BAR HARBOR — On the heels of 13 fire-related deaths in the state over the past three months, public safety officials here are urging residents to make sure they have working smoke detectors in place.
Recent local inspections that revealed inoperative or missing detectors have officials concerned.
“Smoke alarms are set at a tone to basically drive you out of the property, and that is exactly what they are supposed to do,” fire chief Matt Bartlett said. “It takes very little smoke to set them off, giving you a chance to get yourself quickly out of the building you’re in before the fire has a chance to get big.”
Local fire departments across the state have joined with the state fire marshal’s office, local fire departments and the American Red Cross in a nationwide effort to reduce fire-related deaths and injuries by 25 percent over the next five years.
Smoke alarms are key to this effort, Bartlett said. However, firefighters doing safety inspections often find alarms that have had the batteries removed, or hard-wired alarms with the electrical breakers turned off so they cannot function. Smoke alarms kept close to a kitchen are often set off easily, Bartlett said.

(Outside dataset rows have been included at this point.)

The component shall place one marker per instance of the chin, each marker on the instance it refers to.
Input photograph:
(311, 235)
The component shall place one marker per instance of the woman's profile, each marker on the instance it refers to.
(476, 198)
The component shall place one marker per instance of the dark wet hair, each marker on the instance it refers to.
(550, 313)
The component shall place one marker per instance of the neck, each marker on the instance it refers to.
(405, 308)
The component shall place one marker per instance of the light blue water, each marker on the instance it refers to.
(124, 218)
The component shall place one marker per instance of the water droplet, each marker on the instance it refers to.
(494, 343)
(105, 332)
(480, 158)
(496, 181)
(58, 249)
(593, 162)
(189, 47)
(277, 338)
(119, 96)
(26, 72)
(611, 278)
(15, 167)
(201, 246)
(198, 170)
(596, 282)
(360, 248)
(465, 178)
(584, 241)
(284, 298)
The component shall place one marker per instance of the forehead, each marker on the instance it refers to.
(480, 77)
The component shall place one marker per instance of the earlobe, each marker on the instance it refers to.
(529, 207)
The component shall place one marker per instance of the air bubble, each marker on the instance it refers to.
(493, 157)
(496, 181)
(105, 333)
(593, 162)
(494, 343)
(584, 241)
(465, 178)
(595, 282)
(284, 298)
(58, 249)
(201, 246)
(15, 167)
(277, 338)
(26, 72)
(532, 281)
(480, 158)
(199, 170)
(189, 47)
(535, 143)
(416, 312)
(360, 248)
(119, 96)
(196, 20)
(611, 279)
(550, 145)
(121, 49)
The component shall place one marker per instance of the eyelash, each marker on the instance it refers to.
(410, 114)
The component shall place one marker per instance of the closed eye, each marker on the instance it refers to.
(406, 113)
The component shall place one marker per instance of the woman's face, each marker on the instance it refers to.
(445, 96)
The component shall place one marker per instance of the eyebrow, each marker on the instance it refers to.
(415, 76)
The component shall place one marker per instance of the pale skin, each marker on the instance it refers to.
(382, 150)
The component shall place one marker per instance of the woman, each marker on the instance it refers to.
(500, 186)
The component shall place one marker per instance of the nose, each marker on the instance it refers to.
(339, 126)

Instead of disconnecting the units, people should consider moving them to another location.
The alarms also are considered a nuisance by many when they start chirping due to low batteries, he said. If the alarm continues chirping after the battery is replaced, then it is time for a new detector.
Most simple models cost less than $10.
“I would recommend replacing smoke detectors after 10 years,” he said.
Bartlett is encouraging landlords to check to see if their tenants are maintaining their smoke detectors. When properties are turned over, he said, it is important for landlords to make sure that all smoke alarms are working properly, and they should outline expectations of the same for incoming tenants.
“It goes without saying, they’re not going to work if they’re not maintained,” Bartlett said.
Fire officials here would be happy to perform no-cost fire safety inspections for any residents who would like such service, Bartlett said. They can check over smoke detectors, electrical outlets, use of extension cords and the like, he said.
“We very much want to help educate the public and work with them to prevent fires,” he said. “We encourage people to give us a call to set up an inspection.”